The first boundary surface is acquired from a facial expression teacher data group configured by associating a label indicating the type of facial expression with a set of facial expression teacher data having different degrees of facial expression for each type of facial expression. The image feature amount is calculated for each analysis region of the plurality of facial expression teacher data, the image feature amount for the plurality of facial expression teacher data is clustered, and the degree of the facial expression in the set for each type of facial expression is determined. It is calculated by a support vector machine applying a face image feature vector obtained by classifying image feature amounts corresponding to minimum and maximum facial expression teacher data into clusters as a result of the cluster analysis. The facial expression analysis apparatus according to any one of claims 1 to 3.

The second boundary surface is applied with a face image feature vector obtained by classifying image feature amounts corresponding to all or a part of each of the plurality of face expression teacher data into each of the clusters. 5. The facial expression analysis apparatus according to claim 4, wherein the facial expression analysis apparatus is calculated by a support vector machine.

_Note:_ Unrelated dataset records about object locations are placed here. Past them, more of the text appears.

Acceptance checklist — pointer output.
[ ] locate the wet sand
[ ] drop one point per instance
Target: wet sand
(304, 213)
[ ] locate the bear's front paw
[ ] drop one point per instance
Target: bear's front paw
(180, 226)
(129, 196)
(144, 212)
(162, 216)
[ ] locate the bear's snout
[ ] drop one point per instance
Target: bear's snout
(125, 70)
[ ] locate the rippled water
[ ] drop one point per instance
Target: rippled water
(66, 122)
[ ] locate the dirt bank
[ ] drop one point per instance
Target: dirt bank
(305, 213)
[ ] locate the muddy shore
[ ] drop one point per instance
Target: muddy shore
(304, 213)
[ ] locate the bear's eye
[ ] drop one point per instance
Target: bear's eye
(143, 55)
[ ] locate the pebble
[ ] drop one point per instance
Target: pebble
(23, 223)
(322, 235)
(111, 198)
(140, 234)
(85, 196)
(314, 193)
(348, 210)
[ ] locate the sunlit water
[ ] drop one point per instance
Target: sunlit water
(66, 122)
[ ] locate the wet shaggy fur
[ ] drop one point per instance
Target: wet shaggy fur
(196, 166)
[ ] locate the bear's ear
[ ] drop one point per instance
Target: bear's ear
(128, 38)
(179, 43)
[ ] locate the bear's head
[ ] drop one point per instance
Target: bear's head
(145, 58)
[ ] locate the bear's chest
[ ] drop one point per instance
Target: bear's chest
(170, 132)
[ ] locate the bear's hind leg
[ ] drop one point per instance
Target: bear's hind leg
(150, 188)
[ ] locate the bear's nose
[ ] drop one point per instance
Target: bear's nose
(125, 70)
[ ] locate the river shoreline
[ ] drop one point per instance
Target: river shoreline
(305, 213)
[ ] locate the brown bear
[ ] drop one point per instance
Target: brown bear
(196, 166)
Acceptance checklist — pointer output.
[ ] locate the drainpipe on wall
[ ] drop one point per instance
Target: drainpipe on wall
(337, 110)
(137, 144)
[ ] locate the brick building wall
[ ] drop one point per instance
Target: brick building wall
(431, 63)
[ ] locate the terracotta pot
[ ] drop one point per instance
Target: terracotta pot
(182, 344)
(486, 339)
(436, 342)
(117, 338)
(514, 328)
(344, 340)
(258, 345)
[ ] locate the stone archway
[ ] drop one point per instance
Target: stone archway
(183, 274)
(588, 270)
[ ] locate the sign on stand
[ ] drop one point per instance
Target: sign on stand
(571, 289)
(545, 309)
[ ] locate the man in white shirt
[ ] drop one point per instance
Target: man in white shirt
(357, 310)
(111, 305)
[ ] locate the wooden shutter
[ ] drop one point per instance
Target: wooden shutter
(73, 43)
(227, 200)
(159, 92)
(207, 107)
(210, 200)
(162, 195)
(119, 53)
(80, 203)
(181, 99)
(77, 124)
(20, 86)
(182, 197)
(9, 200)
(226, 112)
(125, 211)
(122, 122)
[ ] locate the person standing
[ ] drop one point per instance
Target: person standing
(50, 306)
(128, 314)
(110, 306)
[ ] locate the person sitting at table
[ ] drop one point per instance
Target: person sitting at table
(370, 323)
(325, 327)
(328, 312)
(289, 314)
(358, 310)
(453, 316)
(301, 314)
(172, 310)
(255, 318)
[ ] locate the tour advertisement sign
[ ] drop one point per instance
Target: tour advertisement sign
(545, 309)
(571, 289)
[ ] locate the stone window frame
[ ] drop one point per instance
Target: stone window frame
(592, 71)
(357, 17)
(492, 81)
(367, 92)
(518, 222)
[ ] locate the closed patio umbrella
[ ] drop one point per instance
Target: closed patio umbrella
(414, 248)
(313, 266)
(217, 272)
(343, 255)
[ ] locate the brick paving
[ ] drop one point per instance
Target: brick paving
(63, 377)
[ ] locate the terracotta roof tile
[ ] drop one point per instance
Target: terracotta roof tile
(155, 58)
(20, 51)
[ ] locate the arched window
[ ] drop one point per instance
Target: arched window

The face area extraction unit divides the analysis area into a plurality of analysis partial areas,
The image feature amount calculation unit calculates an image feature amount of each of the plurality of analysis partial regions,
The facial expression strength evaluation unit performs the first cluster classification process on the image feature amount of each of the plurality of analysis partial regions, and combines the classification results to obtain the first facial image feature vector. Generate
The facial expression evaluation unit performs the second cluster classification process on the image feature amount of each of the plurality of analysis partial regions, and generates the second face image feature vector by connecting the classification results. The facial expression analysis apparatus according to any one of claims 1 to 5, wherein:

The facial expression evaluation unit calculates a sum of facial expression intensity values for each facial expression type for each predetermined section including image data for a plurality of frames, and facial expression type information indicating the facial expression type with the maximum total value The facial expression analysis apparatus according to any one of claims 1 to 6, wherein:

The facial expression analysis apparatus according to claim 7, wherein the facial expression evaluation unit shifts the predetermined section by the number of frames every frame number smaller than the plurality of frames.

Computer
An image data acquisition unit for capturing image data;
A face region extraction unit that extracts an analysis region from the image data captured by the image data acquisition unit;
An image feature amount calculation unit for calculating an image feature amount of the analysis region extracted by the face region extraction unit;
A first cluster classification process is performed on the image feature amount calculated by the image feature amount calculation unit to generate a first face image feature vector, and a first boundary determined in advance in the face image feature vector space A facial expression strength evaluation unit that calculates a facial expression strength value that is a distance from a surface to the first facial image feature vector;
A second cluster classification process is performed on the image feature amount to generate a second face image feature vector, and the second face image feature with respect to a second boundary surface determined in advance in the face image feature vector space. A facial expression evaluation unit that generates facial expression type information indicating a facial expression type corresponding to the analysis region based on a positional relationship between vectors and the facial expression intensity value calculated by the facial expression intensity evaluation unit;
Facial expression analysis program to function as.